Primary-care providers say an expansion of Medi-Cal coverage to undocumented children in California will help them serve a population that is flooding the system. But some hospital groups point to the low Medi-Cal payment rates as limiting the value of expansion.
Gov. Jerry Brown and legislative leaders Tuesday announced the move to cover children under 19 in a budget deal.
An estimated 170,000 kids could qualify for the expansion. The coverage to qualifying immigrant children would begin in May 2016, costing $40 million in the new budget and an estimated $132 million in annual taxpayer funding after that. Currently, the state only offers immigrants emergency and pregnancy-related services.
The policy change means that children will be able to take advantage of preventive services and not have to wait until a medical emergency to seek care.
“Some parents may delay seeking care for their child hoping they'll get better, because they are nervous they'll get a big bill at the hospital, or at the possibility they'll be reported" to Immigration and Customs Enforcement, said Janet Coffman, associate professor of health policy at the University of California at San Francisco.

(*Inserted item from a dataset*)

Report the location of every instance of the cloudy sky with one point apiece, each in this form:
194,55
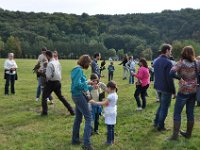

For children illegally in the country to be eligible for Medi-Cal, the state's healthcare program for the poor, a family of four would have to make less than $59,625 a year.
“With this expansion in coverage, (community health centers) are excited for the opportunity to better coordinate our young people's care, connect them to specialty services we know they need, and provide them with a more integrated care experience,” said Beth Malinowski, assistant director of policy at the California Primary Care Association.
Prior to the budget deal, limited coverage options for undocumented children in California were funded in certain counties or through a national emergency provisional Medicaid policy that subsidizes some emergency care.
The additional coverage could be a godsend for some practices, according to Dr. Wanda Filer, president-elect of the American Academy of Family Physicians.
Nationally, 30% of AAFP's membership say they are seeing at least 10 patients a week whose care they receive limited to no reimbursement for (PDF), with residents living the country illegally falling into this group, Filer said. According to the National Immigration Law Center, four states—Illinois, Massachusetts, New York and Washington—already provide Medicaid coverage to children, regardless of their immigration status.
“It's no secret that there are primary-care practices that are struggling financially, so anything that can be done to help to stabilize these practices, helps to not only ensure access to care for these individuals, but everybody,” Filer said.
Others are unclear what financial benefit the budget proposal could have on providers.
Hospitals could get some sort of reimbursement from the emergency Medicaid policy for treating undocumented residents and they could also pull down reimbursement from Medicaid disproportionate-share hospital funds and other pools of supplemental income. That, in theory could reimburse higher than traditional Medicaid, according to Shawn Gremminger, director of legislative affairs at America's Essential Hospitals which represents safety net providers. However, he said it would take a formal study to determine how often this is the case.
In California, Medi-Cal rates paid to providers are so low that there's a shortage of physicians who accept Medi-Cal, according to Jan Emerson-Shea, vice president of external affairs at the California Hospital Association.
California currently ranks 48th in the nation in how much it pays hospitals, doctors and other healthcare providers for treating Medi-Cal patients, according to the Kaiser Family Foundation.
The access issue has only increased as expansion under the Affordable Care Act has seen enrollment in the program grow from around 9 million to 12 million, Shea notes.
The plan to offer Medi-Cal coverage to children living in California is expected to easily win approval this week from a Democratic-controlled Legislature.
Democratic lawmakers say they plan to continue to push for universal health coverage that would cover all-low income residents, regardless of their legal status or age.
"For me, a win will be (when) we actually have truly health for all," said state Sen. Ricardo Lara, a Democrat and the author of SB4, which seeks to extend health coverage to adult immigrants who are in the country illegally.